Here's the (hypothetical) situation.
A university (let's call it University of Snarfulp) creates an open-source project (let's call it Razzor) and hosts it on Arbulforge.net (names changed to protect the innocent, haha).
The project is awesome and everyone loves it. It takes off and gains a large following, but then declines to the point that there are no source code checkins for 12 months and no forum posts for 9 months.
Then, a new administrator takes over and gathers interest, and the project takes off again with a new set of developers.
Ok, so here's where things start to get tricky.
All of the source code in the SVN repository have headers at the top that say:
Copyright (c) 2004, University of Snarfulp.
License: GPL (you get the gist)
When the project was booming the first time, the UoS (University of Snarfulp) project managers asked that everyone that submitted new code voluntarity attribute copyright to UoS "to protect it". Sounded fair enough at the time, I'm sure.
Then, when the project died, all suport from UoS died as well.
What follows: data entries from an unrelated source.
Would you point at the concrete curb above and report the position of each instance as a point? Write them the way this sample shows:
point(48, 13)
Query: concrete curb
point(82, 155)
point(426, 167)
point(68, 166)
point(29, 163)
They stopped adding new code, and didn't post to the email lists or the forum in well over 2 years. The project administrators (which were students at the UoS, and probably graduated by now) during the first boom do not respond to emails anymore, either.
So....my question is -- The new set of developers are afraid that after all of their most recent work (after interest was renewed) will be taken over by the University of Snarfulp since they own the copyright.
As I understand it, the copyright holder (in this case, UoS) can at any later time change the license on the code from GPL to anything else (closed source??), correct?
The fact that UoS has the copyright for an open-source project that they no longer actively support has the current developers worried, and is hurting the project.
What can be done to remedy this situation? Any ideas?
I know this is a rather odd post -- if you've gotten this far, thanks for reading. Any help would be greatly appreciated.
you can't be a little bit pregnant. the gpl _is_ a copyright license and if the authors voluntarily released their work under it, the other copyright means exactly squat.
i'm not a lawyer, your mileage may vary, void in rhode island, etc.
AFAIK, yes...
The copyright holder has the right to redistribute the source in a closed source BUT look at this scenario:
A release source code of his application under GPL (copyright owner)
B obtains it
B changed the source code
A took the source code and redistribute it as proprietary software (copyright owner)
B is still allowed to distribute the source code since the source code he got it is GPLed
I'm no lawyer... So... I'm not sure about this... I do NOT take any responsibility over what I've said wrongly...
Hope this helps...
Thanks a bunch. That makes sense -- I remember reading the section about redistribution. That's good stuff.
@ghostdev85: So, going through the scenario again...
While B may be allowed by the GPL to continue distributing the copy of code that they obtained (along with their modifications) if A makes it closed-source, this still doesn't prevent A from using the latest modifications in their closed-source version.
I don't know, that certainly does not sound fair to me -- to start a project, then ignore it and let other people work on it for over a year, and then come back and take the new parts as well.
I suppose you could get around this if the new developers do not voluntarily give the copyright to A.
Strange stuff, this GPL. I guess it makes an attempt to try to eliminate these sorts of disputes.